Having said this, she rose and brushed the sand from her garments. She remarked that she would run up to the house and have a spin with Leander.
Carolyn walked up with her, and the two conversed affably, and parted with great politeness on both sides.
But as Prudence mounted her wheel outside, her hands trembled, and she was white instead of being flushed.
When Leander returned, he informed his mother and sister that Prue wasn't any good any more, and that he had beat her all holler without half trying. Also, as an afterthought, he said they had met Lord Maxwell on his wheel at the turn in the east road, and that the Britisher had gone on home with Prue.
CHAPTER XVIII.
LEANDER AS A MEANS.
You don't marry a woman because she is religious or is inclined to tell the truth, or has this or that trait of mind. You are much more likely to fall deeply in love and to ask her to be your wife because of a certain droop of a lock of hair over her forehead; or perhaps a particular trick of smiling lips caught your fancy and set it on fire. Why, I know a man who begged a woman to be his wife just because he was convinced that she had the most delightful little lisp in the world. Fortunately, or unfortunately, she refused him, and he has since united himself to a woman whose speech is remarkable for clearness of tone. I often wonder whether he wishes that she lisped, or if he has decided that he can be happy without a lisping wife. And how remarkable it is that, when once you have won your love, the little thing which attracted you, for some mysterious reason, ceases to be attractive, and you wish her mind was something more in sympathy with yours, or that her temperament was better fitted to yours. Ah, that matter of temperament! One can put up with a good deal that is wrong if only the temperaments be rightly adjusted.
I am not going to claim these as particularly my thoughts. They were the thoughts that were going rather indefinitely through Lawrence's mind one afternoon as he lounged in a little sailboat opposite the hamlet where he was spending the summer. His wife had gone on an all-day's cycling trip with Lord Maxwell. The two had left the hotel at about ten in the morning. As Prudence had put on her gloves before leaving her room, she had remarked to her husband that she hoped he would amuse himself in some manner while she was gone. There was Caro only three miles away; he might call on her if he were not so odd.

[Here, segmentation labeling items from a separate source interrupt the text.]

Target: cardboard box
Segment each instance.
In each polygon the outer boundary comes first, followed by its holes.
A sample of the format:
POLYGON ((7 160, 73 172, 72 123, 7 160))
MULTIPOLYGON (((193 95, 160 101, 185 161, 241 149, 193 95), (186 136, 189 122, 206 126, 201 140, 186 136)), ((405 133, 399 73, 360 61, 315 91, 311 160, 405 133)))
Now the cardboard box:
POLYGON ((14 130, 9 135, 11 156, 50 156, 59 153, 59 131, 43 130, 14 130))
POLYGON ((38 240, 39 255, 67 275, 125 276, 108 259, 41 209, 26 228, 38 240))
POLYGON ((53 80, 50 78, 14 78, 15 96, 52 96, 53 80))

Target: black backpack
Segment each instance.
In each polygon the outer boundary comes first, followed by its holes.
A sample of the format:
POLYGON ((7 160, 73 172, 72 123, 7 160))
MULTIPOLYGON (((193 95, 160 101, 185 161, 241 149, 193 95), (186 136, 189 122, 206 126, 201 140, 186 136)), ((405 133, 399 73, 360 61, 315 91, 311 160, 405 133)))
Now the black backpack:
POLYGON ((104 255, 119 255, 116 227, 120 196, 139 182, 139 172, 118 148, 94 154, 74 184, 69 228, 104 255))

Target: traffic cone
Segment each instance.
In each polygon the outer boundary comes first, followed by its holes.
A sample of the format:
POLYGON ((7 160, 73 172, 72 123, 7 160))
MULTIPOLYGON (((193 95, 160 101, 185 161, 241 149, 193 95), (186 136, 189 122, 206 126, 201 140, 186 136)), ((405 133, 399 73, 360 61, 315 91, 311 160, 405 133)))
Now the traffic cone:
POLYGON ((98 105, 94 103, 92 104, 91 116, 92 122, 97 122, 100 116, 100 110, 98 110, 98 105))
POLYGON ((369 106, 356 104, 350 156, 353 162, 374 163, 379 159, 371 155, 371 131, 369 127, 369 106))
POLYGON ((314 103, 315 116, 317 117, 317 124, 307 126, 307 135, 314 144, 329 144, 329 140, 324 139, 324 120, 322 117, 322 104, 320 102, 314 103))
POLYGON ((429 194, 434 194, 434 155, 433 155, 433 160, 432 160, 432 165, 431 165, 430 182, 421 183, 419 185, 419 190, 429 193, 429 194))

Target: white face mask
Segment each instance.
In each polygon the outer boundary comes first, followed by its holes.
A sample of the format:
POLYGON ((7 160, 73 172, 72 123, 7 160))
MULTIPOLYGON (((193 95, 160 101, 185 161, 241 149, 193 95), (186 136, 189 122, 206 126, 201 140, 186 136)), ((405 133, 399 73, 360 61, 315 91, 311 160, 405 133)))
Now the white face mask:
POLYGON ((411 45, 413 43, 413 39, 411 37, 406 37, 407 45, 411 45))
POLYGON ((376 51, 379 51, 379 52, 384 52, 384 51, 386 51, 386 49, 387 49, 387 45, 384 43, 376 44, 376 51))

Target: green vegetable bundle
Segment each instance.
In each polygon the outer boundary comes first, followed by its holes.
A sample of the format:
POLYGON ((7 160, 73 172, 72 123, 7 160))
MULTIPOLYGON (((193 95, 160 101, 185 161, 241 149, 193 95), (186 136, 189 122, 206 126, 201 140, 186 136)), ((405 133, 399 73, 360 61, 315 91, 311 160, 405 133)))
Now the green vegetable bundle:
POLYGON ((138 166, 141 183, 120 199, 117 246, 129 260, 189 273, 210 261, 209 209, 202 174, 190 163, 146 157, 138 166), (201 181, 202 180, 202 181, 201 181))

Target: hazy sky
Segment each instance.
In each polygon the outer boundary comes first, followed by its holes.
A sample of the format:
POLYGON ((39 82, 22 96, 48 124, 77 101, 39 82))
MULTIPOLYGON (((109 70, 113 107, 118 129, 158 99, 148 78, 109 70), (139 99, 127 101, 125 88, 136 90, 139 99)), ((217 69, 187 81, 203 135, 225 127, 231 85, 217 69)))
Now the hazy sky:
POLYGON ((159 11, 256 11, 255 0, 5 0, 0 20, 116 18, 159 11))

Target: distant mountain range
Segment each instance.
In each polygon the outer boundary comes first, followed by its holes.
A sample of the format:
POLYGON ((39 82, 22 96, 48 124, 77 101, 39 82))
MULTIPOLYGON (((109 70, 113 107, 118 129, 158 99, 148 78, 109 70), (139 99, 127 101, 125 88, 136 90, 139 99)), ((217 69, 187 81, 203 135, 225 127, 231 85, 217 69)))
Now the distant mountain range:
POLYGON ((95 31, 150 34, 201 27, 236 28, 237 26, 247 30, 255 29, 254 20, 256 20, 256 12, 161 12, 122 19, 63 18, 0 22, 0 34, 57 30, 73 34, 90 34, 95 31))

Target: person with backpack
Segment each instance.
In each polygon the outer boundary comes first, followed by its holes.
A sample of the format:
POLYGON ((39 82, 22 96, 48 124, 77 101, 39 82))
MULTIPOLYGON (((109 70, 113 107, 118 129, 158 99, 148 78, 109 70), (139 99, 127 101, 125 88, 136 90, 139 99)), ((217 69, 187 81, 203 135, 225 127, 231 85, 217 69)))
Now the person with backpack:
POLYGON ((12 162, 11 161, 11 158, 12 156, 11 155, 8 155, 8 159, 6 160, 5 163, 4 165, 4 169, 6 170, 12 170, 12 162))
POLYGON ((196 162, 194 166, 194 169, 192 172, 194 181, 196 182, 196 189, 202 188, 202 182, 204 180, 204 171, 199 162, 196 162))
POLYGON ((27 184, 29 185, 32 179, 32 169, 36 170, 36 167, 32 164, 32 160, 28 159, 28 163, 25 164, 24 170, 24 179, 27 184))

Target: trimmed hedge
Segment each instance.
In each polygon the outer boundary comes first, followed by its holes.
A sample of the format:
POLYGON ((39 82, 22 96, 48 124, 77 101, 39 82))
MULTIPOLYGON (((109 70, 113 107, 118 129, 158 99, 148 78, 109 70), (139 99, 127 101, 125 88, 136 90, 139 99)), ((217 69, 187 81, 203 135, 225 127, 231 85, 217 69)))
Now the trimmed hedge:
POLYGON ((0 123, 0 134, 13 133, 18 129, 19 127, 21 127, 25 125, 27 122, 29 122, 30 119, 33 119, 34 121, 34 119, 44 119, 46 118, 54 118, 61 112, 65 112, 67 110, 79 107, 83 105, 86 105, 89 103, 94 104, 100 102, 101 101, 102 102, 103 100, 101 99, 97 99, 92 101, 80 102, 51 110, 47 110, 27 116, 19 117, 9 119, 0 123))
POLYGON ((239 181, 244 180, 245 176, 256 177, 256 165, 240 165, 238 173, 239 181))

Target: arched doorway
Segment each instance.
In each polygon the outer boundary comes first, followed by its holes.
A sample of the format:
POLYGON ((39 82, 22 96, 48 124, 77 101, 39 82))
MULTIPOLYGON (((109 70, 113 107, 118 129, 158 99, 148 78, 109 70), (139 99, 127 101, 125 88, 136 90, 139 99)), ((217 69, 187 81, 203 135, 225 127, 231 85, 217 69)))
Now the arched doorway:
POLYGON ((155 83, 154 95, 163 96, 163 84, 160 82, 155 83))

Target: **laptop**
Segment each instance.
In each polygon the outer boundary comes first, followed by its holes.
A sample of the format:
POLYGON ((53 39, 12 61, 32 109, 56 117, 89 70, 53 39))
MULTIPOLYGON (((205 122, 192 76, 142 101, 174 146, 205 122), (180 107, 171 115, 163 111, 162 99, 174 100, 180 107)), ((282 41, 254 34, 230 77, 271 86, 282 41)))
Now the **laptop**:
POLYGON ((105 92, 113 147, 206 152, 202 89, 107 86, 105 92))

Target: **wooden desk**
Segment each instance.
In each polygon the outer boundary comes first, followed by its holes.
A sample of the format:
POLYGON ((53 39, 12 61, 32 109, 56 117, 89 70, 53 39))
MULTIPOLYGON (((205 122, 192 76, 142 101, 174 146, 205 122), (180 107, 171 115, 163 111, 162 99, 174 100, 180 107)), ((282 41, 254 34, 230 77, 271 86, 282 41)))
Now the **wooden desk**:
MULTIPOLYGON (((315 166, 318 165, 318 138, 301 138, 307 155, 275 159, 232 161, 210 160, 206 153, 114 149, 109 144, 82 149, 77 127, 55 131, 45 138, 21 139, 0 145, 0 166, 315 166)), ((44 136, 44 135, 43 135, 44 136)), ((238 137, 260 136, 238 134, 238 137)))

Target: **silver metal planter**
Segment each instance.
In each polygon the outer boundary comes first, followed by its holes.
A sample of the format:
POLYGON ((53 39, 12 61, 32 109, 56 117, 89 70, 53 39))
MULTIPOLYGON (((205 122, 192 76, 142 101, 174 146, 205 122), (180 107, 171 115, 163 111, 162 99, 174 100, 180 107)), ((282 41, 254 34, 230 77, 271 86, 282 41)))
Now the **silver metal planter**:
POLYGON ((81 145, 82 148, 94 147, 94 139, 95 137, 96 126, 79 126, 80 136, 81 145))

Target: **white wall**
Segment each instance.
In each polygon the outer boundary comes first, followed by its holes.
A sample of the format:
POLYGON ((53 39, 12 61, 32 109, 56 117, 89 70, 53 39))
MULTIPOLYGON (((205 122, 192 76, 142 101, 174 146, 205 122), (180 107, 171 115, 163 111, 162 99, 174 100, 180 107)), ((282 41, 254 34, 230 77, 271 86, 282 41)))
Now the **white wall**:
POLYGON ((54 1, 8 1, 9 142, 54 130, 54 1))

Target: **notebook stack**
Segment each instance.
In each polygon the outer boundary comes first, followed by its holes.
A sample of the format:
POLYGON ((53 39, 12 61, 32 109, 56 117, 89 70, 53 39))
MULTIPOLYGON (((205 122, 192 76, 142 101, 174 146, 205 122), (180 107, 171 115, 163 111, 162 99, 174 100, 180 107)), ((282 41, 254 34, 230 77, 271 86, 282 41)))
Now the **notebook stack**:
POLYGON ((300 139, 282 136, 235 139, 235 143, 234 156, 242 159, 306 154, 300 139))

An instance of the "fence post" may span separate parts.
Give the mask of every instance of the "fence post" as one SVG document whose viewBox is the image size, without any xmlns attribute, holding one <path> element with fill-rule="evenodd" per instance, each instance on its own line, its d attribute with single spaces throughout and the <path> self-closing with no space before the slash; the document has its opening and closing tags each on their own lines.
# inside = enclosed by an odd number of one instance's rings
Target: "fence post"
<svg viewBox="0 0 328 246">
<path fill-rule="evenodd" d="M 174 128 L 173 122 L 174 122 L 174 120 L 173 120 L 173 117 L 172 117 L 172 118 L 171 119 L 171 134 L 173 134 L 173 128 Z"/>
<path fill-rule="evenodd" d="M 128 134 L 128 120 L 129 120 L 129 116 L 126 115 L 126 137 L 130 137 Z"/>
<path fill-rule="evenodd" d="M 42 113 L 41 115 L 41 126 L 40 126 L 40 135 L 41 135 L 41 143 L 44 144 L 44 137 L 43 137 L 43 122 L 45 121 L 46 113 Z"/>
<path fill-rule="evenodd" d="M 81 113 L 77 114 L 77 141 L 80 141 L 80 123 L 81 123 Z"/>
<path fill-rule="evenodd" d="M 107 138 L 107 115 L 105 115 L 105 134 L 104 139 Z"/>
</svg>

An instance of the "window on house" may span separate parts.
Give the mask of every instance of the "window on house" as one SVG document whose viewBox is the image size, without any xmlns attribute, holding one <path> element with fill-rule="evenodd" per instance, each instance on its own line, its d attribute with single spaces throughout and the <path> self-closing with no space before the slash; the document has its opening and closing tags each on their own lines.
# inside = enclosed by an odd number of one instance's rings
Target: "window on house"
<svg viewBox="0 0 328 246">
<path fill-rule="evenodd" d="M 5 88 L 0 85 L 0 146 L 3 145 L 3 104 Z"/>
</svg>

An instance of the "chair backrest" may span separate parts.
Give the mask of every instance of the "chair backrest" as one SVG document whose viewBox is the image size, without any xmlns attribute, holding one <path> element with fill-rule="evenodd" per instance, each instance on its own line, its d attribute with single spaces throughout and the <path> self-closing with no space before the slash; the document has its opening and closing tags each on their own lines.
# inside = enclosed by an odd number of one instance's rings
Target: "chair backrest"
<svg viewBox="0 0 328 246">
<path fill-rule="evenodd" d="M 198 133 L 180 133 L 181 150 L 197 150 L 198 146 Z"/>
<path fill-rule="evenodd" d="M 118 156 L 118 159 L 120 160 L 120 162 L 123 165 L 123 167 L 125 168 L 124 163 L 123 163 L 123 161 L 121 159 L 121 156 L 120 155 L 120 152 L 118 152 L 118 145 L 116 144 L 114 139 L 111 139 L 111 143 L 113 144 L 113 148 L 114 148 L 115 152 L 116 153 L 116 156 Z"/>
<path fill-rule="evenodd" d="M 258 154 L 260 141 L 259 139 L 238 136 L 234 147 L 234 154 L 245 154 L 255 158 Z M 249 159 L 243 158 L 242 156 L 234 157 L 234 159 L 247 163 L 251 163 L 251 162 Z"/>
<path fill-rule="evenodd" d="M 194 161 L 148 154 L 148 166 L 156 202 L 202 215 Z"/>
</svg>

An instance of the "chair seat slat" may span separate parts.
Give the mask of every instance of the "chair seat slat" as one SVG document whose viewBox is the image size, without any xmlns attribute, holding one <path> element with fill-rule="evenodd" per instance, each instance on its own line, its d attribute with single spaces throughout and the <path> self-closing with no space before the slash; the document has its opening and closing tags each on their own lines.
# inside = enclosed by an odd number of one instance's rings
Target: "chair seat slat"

As she spoke thus, Prudence had looked steadily for a moment at the man standing in the window with his back to the light. She could not forgive him for refusing to visit at the Ffolliotts'. His refusal seemed so absurd to her; but he persisted in it. It was now two weeks since the time when she had ventured there, and had come away thinking that Carolyn was engaged to Lord Maxwell. Since then she herself had seen a good deal of that nobleman, but she had not quite been able to make up her mind as to the existence of an engagement between him and her cousin.
Lawrence did not think it worth while to reply to this suggestion that he call on Carolyn. He was engaged at this moment in intently watching Prudence as she pulled on her gloves. Having drawn them on, she came to his side and extended a hand for him to fasten the glove.